THE debate surrounding the use of scrubbers to conform with the International Maritime Organisation's (IMO) new 2020 sulphur cap is intensifying as ports and shipping companies start to doubt their efficacy compared with cleaner fuel

Sulphate scrubbers spark debate after Singapore bans their use in port

THE debate surrounding the use of scrubbers to conform with the International Maritime Organisation's (IMO) new 2020 sulphur cap is intensifying as ports and shipping companies start to doubt their efficacy compared with cleaner fuel

04 January 2019 - 19:00

THE debate surrounding the use of scrubbers to conform with the International Maritime Organisation's (IMO) new 2020 sulphur cap is intensifying as ports and shipping companies start to doubt their efficacy compared with cleaner fuel.

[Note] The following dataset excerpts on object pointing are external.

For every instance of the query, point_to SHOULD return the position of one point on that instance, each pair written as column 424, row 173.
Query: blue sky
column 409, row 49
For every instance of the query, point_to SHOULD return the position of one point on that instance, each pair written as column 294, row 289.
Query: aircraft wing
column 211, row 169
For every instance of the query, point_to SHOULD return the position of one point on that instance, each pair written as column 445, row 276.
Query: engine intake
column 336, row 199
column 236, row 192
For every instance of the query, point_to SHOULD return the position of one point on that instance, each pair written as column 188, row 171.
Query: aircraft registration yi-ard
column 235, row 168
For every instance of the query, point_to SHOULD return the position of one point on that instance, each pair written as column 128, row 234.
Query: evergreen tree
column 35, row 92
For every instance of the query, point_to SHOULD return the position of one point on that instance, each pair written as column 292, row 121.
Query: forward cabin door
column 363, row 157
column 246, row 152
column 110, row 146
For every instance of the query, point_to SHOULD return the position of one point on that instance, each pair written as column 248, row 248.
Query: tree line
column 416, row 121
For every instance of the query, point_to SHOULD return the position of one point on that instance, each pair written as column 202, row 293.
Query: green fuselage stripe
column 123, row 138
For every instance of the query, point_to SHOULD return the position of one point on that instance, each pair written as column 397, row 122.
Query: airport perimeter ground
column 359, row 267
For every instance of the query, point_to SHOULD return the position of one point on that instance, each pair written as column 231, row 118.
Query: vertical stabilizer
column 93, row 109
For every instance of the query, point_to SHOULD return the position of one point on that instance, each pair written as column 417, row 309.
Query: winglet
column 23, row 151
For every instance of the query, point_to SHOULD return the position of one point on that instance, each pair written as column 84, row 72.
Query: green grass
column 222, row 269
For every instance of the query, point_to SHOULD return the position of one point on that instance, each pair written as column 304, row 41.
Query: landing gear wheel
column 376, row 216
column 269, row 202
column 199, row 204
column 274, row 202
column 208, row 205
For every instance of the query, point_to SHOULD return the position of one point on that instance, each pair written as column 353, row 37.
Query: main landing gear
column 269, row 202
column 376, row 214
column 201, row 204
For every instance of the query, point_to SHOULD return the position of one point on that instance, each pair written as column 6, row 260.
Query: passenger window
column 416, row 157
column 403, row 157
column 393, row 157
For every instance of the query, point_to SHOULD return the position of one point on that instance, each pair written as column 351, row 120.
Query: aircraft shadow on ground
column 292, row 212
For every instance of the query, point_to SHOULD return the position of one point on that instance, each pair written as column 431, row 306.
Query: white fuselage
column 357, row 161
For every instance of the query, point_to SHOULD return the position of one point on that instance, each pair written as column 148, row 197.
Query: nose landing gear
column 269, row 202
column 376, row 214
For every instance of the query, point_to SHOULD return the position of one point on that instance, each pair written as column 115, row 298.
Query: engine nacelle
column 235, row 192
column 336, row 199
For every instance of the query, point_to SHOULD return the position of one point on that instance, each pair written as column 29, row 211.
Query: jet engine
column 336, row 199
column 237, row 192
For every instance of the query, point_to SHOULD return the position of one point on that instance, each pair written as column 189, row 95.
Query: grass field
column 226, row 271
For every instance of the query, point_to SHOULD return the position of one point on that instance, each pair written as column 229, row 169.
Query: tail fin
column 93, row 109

Those concerns took centre stage when the port of Singapore said it would not allow the use of open-loop scrubbers, which after filtering fuel release a sludge that contains sulphates and particles into the ocean. That type has also been restricted by ports in Germany and Belgium, reported Bloomberg.



'There's a whole range of environmental, regulatory and operational reasons which lead us to be very very sceptical of this technology,' said Belgian shipping company Euronav investor relations manager Brian Gallagher. It requires 'an economic investment with very limited visibility on return.'



Euronav says it would have to pay US$5 million per ship to get scrubbers installed on its largest crude carriers. An alternative would be to switch from heavy fuel oil to more expensive low-sulphur fuel after the 2020 deadline. However, when shippers can't run on traditional fuel without scrubbers, no one knows what the price difference will be.



Mr Gallagher said the company's discussions with refineries suggest that the premium will be below the $300 a ton that some have predicted.



Singapore's decision would substantially address problems caused by heavy fuel oil, including the risk of disastrous oil spills and 'not just put a band-aid on it, which it feels like these scrubbers are doing,' he said. Ships could take sludge onshore and dispose of it in a more responsible way.



Shipping companies that have embraced scrubbers, including Denmark's D/S Norden A/S, argue that the resulting sulphate is 'a naturally occurring constituent of seawater' and not harmful to oceans.



As the debate rages over cheaper fuel, many shippers plan to have scrubbers installed. Even sceptics like AP Moller-Maersk has decided to fit the equipment on a small portion of its carriers. Suppliers such as Watseka have large order books and will be running on full capacity next year.



'We are fairly fully booked for 2019,' said the Helsinki-based company's head of marine business Roger Holm. 'For 2020 we have space so that's not a problem but of course we are selling all the time.'



'If we're wrong, and if in six, nine or 12 months all of those issues have been put to bed and there's 50 scrubbers that are working perfectly well, then our Plan B would be to invest in the technology,' he said.